Together these verify the whole op registry numerically against the real interpreter: CONV_2D with valid and same padding, DEPTHWISE_CONV_2D, pointwise CONV_2D, FULLY_CONNECTED, MAX_POOL_2D, AVERAGE_POOL_2D, global average pooling (MEAN), RESHAPE, ADD, SOFTMAX, LOGISTIC, and fused ReLU. The op registry grows one converter at a time, and the public types are stable.

The same emitted .tflite is also run through a native Node TFLite runtime (npm run test:node-tflite), so the file is confirmed portable across two independent interpreters, the browser WASM build and the TensorFlow Lite C++ library, with the model's accuracy intact in both.

Testing

npm test                 # Node unit tests (Vitest): math, serialization, pipeline
npm run test:parity      # browser parity against the real TFLite WASM interpreter
npm run test:node-tflite # run the emitted .tflite in a native Node TFLite runtime
npm run typecheck        # strict TypeScript, library and tooling
npm run build            # bundle to dist (ESM plus type declarations)

npm run test:parity starts the Vite dev server, drives app/parity.html in a headless Chromium through Playwright, and loads the emitted .tflite files into the actual TensorFlow Lite WASM interpreter.
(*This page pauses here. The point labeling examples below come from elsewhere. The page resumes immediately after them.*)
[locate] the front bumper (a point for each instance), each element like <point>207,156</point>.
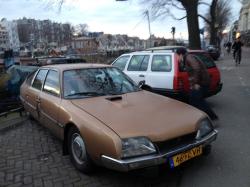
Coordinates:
<point>217,90</point>
<point>153,160</point>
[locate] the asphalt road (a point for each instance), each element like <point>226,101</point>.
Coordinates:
<point>229,163</point>
<point>31,156</point>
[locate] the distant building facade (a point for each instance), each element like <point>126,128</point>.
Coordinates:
<point>4,40</point>
<point>13,38</point>
<point>244,22</point>
<point>42,33</point>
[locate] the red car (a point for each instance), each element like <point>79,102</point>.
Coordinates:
<point>204,57</point>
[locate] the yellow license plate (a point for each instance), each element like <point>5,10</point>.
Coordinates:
<point>182,157</point>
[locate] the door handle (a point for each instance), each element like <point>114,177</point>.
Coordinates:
<point>38,100</point>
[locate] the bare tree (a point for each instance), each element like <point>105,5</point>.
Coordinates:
<point>217,19</point>
<point>162,8</point>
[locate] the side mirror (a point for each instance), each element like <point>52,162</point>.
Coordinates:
<point>141,84</point>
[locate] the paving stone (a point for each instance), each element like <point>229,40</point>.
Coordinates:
<point>31,156</point>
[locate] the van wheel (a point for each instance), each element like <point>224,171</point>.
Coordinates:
<point>146,87</point>
<point>77,151</point>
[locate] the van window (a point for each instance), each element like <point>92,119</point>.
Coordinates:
<point>206,60</point>
<point>121,62</point>
<point>40,77</point>
<point>161,63</point>
<point>138,63</point>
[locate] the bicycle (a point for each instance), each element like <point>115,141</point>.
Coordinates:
<point>237,57</point>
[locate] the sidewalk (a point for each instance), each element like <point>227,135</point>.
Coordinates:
<point>12,120</point>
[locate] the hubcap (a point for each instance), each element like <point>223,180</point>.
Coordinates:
<point>78,148</point>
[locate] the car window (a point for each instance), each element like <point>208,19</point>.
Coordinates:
<point>138,63</point>
<point>206,60</point>
<point>121,62</point>
<point>30,78</point>
<point>161,63</point>
<point>40,77</point>
<point>96,82</point>
<point>52,84</point>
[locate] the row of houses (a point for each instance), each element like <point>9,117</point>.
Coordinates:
<point>244,22</point>
<point>41,35</point>
<point>118,42</point>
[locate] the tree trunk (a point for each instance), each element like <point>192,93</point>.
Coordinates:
<point>213,29</point>
<point>191,7</point>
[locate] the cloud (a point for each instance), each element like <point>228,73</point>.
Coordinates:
<point>109,16</point>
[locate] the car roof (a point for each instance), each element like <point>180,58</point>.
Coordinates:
<point>197,51</point>
<point>63,67</point>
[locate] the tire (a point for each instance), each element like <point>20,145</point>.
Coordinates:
<point>77,151</point>
<point>207,150</point>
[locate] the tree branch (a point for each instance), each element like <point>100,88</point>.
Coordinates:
<point>177,18</point>
<point>203,3</point>
<point>205,19</point>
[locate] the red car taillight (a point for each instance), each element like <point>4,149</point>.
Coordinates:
<point>178,83</point>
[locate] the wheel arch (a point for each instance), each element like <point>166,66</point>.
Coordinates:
<point>66,130</point>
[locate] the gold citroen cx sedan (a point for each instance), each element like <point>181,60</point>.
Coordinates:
<point>104,119</point>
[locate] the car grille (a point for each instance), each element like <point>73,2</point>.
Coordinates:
<point>168,145</point>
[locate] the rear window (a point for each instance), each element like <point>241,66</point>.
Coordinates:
<point>121,62</point>
<point>161,63</point>
<point>40,77</point>
<point>138,63</point>
<point>206,60</point>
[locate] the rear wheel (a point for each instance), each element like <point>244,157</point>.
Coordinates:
<point>78,152</point>
<point>237,60</point>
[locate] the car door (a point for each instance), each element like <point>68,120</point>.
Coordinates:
<point>32,96</point>
<point>161,73</point>
<point>137,68</point>
<point>50,101</point>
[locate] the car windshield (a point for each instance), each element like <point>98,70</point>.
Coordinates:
<point>206,60</point>
<point>93,82</point>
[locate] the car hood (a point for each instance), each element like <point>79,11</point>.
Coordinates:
<point>143,114</point>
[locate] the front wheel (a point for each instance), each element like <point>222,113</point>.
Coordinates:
<point>78,153</point>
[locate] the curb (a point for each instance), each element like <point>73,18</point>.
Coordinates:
<point>13,123</point>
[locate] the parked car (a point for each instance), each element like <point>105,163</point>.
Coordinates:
<point>161,72</point>
<point>213,51</point>
<point>103,118</point>
<point>59,60</point>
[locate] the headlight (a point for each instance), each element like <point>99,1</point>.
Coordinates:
<point>205,127</point>
<point>136,147</point>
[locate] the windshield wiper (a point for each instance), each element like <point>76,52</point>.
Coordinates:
<point>85,94</point>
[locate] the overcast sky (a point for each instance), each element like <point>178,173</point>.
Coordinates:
<point>108,16</point>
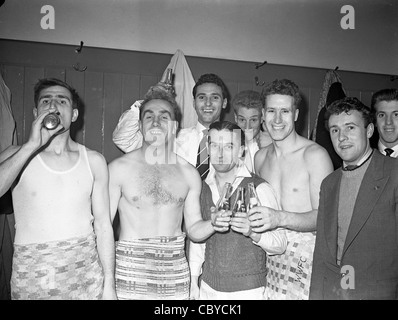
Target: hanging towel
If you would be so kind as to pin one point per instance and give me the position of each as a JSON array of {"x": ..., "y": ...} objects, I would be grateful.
[
  {"x": 8, "y": 133},
  {"x": 127, "y": 136},
  {"x": 330, "y": 78},
  {"x": 183, "y": 85}
]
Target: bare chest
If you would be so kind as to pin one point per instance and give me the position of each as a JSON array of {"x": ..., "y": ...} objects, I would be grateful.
[{"x": 157, "y": 186}]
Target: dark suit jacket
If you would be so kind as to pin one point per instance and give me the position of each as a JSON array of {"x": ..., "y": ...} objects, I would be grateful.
[{"x": 371, "y": 245}]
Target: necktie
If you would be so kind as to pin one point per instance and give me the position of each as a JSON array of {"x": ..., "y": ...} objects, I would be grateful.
[
  {"x": 202, "y": 160},
  {"x": 350, "y": 167},
  {"x": 389, "y": 152}
]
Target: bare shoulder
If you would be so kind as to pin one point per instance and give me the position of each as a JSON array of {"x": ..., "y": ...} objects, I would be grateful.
[
  {"x": 263, "y": 152},
  {"x": 313, "y": 150},
  {"x": 189, "y": 171},
  {"x": 11, "y": 150}
]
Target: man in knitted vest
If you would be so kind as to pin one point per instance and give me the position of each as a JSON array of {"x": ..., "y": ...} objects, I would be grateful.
[
  {"x": 356, "y": 249},
  {"x": 234, "y": 262}
]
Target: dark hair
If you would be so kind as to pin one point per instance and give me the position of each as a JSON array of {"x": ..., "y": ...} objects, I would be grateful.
[
  {"x": 230, "y": 126},
  {"x": 162, "y": 95},
  {"x": 349, "y": 103},
  {"x": 211, "y": 78},
  {"x": 248, "y": 99},
  {"x": 284, "y": 87},
  {"x": 383, "y": 95},
  {"x": 51, "y": 82}
]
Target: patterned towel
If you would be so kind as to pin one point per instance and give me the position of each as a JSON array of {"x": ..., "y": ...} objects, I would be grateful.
[
  {"x": 289, "y": 274},
  {"x": 57, "y": 270},
  {"x": 152, "y": 269}
]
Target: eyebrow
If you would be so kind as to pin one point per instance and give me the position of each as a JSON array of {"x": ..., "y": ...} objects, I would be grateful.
[
  {"x": 57, "y": 96},
  {"x": 161, "y": 112}
]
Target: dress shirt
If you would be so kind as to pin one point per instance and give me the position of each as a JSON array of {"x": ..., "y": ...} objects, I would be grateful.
[
  {"x": 272, "y": 242},
  {"x": 381, "y": 148}
]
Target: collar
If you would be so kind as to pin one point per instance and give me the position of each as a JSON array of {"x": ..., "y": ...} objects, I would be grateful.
[
  {"x": 365, "y": 157},
  {"x": 381, "y": 147},
  {"x": 199, "y": 127},
  {"x": 241, "y": 172}
]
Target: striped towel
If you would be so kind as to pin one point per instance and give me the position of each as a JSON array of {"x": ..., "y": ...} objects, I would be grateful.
[
  {"x": 289, "y": 274},
  {"x": 152, "y": 269},
  {"x": 57, "y": 270}
]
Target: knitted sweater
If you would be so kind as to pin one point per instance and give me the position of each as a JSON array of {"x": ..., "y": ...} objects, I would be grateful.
[{"x": 232, "y": 261}]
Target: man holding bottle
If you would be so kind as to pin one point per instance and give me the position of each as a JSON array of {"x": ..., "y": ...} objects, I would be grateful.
[{"x": 233, "y": 262}]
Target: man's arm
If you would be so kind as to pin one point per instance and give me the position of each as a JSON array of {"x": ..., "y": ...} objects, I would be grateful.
[
  {"x": 198, "y": 229},
  {"x": 115, "y": 191},
  {"x": 127, "y": 135},
  {"x": 318, "y": 165},
  {"x": 13, "y": 159},
  {"x": 102, "y": 222}
]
It needs a local Chrome or Chromium and network access for the interpreter's WASM.

npm run test:node-tflite trains a model, writes a real .tflite file to disk, and loads it back with tfjs-tflite-node, the TensorFlow Lite C++ library bound to Node. The same file running in both the browser WASM interpreter and the native C++ library is the portability proof: the output is a standard .tflite, not something tied to this library. The unit tests need neither a browser nor a native build and run anywhere Node does.

Development

npm install
npm run gen:schema  # regenerate FlatBuffers bindings from schema/schema.fbs (needs flatc)
npm run app         # run the test app at http://localhost:5173

Adding support for a new layer is a small, isolated change: write a converter under src/ops/, register it, and add a parity case. See DESIGN.md for the architecture and the weight layout rules.

License

Apache License 2.0. See LICENSE and NOTICE.
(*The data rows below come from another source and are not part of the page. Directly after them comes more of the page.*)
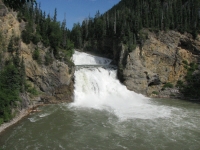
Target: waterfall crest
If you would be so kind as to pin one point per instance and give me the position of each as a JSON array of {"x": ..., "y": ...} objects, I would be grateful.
[{"x": 99, "y": 88}]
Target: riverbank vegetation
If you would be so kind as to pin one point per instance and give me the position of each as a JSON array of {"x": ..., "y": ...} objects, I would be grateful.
[{"x": 38, "y": 28}]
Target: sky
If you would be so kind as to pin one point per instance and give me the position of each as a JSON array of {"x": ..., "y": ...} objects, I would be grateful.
[{"x": 75, "y": 10}]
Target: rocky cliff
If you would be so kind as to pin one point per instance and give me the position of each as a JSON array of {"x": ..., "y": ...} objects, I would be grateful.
[
  {"x": 53, "y": 82},
  {"x": 160, "y": 60}
]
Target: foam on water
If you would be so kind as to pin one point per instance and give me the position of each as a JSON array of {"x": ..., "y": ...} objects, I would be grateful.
[
  {"x": 80, "y": 58},
  {"x": 98, "y": 88}
]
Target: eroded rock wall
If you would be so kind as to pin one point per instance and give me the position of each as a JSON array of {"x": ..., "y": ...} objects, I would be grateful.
[{"x": 159, "y": 61}]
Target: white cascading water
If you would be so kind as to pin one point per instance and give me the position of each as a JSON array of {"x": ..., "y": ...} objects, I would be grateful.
[{"x": 99, "y": 88}]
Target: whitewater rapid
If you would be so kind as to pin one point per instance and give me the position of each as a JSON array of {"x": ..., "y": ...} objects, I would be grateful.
[{"x": 99, "y": 88}]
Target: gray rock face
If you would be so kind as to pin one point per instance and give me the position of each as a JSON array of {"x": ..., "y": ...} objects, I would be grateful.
[{"x": 159, "y": 61}]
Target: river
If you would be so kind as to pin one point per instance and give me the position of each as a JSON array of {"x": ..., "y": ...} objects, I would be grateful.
[{"x": 106, "y": 116}]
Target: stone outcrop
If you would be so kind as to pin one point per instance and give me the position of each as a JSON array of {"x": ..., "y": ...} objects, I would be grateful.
[{"x": 159, "y": 61}]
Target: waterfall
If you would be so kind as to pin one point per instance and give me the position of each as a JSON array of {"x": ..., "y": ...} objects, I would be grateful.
[{"x": 98, "y": 88}]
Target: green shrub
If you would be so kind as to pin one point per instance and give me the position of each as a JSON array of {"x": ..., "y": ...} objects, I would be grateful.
[
  {"x": 36, "y": 38},
  {"x": 48, "y": 59},
  {"x": 36, "y": 56},
  {"x": 179, "y": 84},
  {"x": 33, "y": 91},
  {"x": 167, "y": 85},
  {"x": 155, "y": 92},
  {"x": 185, "y": 62}
]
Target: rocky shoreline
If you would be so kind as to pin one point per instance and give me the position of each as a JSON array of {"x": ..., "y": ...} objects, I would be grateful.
[{"x": 23, "y": 113}]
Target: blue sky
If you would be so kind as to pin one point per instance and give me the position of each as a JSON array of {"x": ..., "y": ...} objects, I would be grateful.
[{"x": 76, "y": 10}]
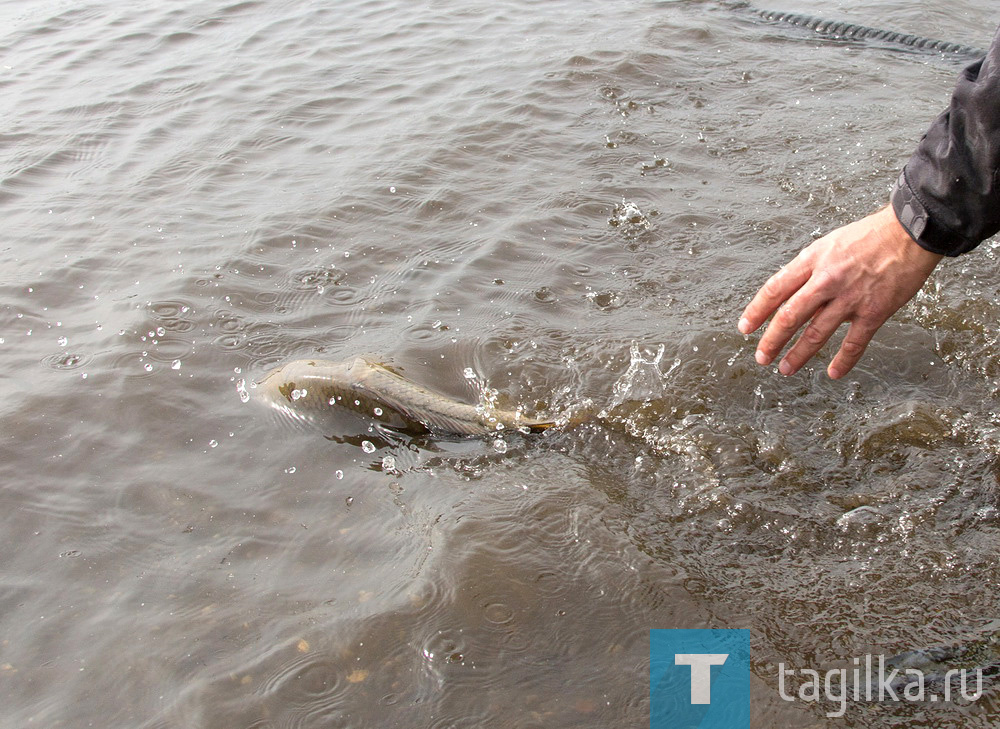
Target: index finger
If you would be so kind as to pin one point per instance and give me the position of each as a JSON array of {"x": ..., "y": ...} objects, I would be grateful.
[{"x": 775, "y": 291}]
Apache 2.0 matches every dependency this library builds on, it is permissive enough for wide adoption, and it carries an explicit patent grant that matters for a model format and quantization library.

Credits

This library stands on work done by others. It is the thin layer between these projects, not a replacement for any of them.
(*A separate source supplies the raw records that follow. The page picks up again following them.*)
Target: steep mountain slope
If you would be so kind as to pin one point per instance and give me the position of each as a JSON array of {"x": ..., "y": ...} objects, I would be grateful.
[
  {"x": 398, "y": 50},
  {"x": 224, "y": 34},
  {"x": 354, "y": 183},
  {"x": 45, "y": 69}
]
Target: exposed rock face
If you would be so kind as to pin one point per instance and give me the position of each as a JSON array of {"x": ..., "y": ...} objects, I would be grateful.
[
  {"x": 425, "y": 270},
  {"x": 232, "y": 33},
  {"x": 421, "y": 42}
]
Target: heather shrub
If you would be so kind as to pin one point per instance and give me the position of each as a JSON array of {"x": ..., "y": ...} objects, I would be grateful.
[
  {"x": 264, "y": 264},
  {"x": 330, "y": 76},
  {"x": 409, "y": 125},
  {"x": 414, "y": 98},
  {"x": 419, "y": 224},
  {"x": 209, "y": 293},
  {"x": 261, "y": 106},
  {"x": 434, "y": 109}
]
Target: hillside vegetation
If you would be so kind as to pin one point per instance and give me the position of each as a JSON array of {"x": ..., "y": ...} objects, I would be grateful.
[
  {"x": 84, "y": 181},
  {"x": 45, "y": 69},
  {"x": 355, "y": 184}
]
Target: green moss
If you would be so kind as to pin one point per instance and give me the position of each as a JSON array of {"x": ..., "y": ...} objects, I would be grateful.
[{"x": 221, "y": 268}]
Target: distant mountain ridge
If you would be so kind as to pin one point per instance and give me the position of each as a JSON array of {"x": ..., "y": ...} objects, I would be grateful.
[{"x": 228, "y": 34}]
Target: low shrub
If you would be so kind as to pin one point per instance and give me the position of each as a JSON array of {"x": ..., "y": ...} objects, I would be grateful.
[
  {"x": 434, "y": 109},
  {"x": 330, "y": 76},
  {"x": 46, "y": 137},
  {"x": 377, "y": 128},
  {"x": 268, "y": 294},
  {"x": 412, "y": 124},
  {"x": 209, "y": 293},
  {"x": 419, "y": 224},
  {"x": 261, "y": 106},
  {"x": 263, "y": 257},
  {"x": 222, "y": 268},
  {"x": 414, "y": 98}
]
  • TensorFlow and TensorFlow.js, which build, train, and run the float model. The library adds only the export half that TensorFlow.js does not provide.
  • The TensorFlow Lite WASM interpreter (@tensorflow/tfjs-tflite), used unmodified as the parity oracle in verify. The library does not write a second interpreter; it trusts the real one.
  • Google FlatBuffers and the flatc compiler, which generate the serialization bindings and provide the runtime the serializer uses.
  • Playwright, which drives a real headless browser so the int8 parity check runs against the actual WASM interpreter rather than a stand in.
  • The TensorFlow Lite FlatBuffers schema (file_identifier TFL3, root_type Model), pinned and committed in this repository. See schema/SCHEMA_SOURCE.md for provenance and the regeneration procedure.
  • The documented failure mode where a quantized .tflite is silently broken by a flatc JSON round trip, the conversion to text JSON and back losing or corrupting the quantization scales and buffers. That case is precisely why this library serializes through the FlatBuffers binary runtime directly and never round trips quantized models through JSON, and it is why verify exists: the emitted bytes are checked against the float reference in a real interpreter before they are trusted.

TensorFlow, TensorFlow.js, tfjs-tflite, the TFLite schema, and FlatBuffers are each licensed under Apache 2.0. They are peer or development dependencies and are not redistributed as part of this library.